Drafts for Jared

Click the button on each draft to copy. Edit as needed before sending.

Text to Jamie -- Spoons Acknowledgment

Send first. Morning, from a settled place. Closes the loop on the unanswered 4/9 shirts text without explanation or apology. Then wait 1-2 minutes and send the Call Offer below. Do not combine these into one message.

Morning. Small note -- I saw your shirts text the other day and didn't respond. Not silence at you, just me managing my mental spoons that day. Being honest about where I was.

Text to Jamie -- Call Offer

Send 1-2 minutes after the Spoons Acknowledgment above. Single-purpose: offer low-pressure voice/visual contact. If she says yes, keep your word -- no heavy topics (no PA, no kids, no prescriber, no Mark, no $16K). Audio-or-FaceTime framing gives her the cheaper yes.

Separate thought -- would you be up for a short call today or tomorrow? Audio or FaceTime, whatever feels easier. We don't have to talk about anything big. Even mostly silence is fine.
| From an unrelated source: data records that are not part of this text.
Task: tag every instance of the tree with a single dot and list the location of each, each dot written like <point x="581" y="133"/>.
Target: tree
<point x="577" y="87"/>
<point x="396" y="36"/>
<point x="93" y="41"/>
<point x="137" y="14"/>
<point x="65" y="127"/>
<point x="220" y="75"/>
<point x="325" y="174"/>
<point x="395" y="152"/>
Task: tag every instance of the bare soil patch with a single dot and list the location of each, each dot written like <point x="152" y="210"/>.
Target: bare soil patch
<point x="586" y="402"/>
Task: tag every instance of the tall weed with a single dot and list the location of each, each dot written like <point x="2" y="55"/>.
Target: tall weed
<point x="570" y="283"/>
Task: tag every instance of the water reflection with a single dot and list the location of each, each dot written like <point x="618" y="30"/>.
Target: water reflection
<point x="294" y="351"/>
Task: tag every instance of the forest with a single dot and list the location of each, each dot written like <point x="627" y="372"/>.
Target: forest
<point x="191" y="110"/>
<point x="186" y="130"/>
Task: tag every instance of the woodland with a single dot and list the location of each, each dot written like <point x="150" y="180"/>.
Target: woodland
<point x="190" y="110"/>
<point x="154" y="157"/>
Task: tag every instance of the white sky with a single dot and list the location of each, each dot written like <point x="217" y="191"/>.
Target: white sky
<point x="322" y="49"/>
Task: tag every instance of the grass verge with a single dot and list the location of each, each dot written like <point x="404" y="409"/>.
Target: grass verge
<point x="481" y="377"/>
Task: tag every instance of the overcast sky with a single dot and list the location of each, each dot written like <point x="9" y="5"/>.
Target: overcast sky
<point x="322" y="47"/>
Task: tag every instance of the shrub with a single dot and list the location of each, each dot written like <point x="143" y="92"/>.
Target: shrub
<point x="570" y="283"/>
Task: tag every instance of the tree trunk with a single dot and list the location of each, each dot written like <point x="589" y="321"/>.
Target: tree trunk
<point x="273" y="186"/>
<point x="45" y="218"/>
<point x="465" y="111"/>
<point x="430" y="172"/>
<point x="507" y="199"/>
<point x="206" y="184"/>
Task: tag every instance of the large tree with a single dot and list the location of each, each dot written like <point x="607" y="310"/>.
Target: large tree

Just thought it might be nice to hear your voice.

Email to Kristie (Jamie's DBT Therapist)

Priority: Send this weekend. Purpose: Get yourself a therapist referral + put Kristie on alert without asking her to break confidentiality.

Hi Kristie,

This is Jared, Jamie's husband. I hope this finds you well.

I'm reaching out for two reasons.

First, I'm looking for a therapist for myself. It's been a brutal month — a close friend passed away suddenly, my mother was recently diagnosed with dementia, and Jamie and I are navigating a really difficult stretch in our marriage. I'm carrying a lot and I want to get ahead of it with professional support. If you know anyone in your practice or network who is taking patients and might be a good fit, I'd be grateful for a recommendation. I'd particularly value someone experienced with attachment, grief, and religious trauma if that's possible.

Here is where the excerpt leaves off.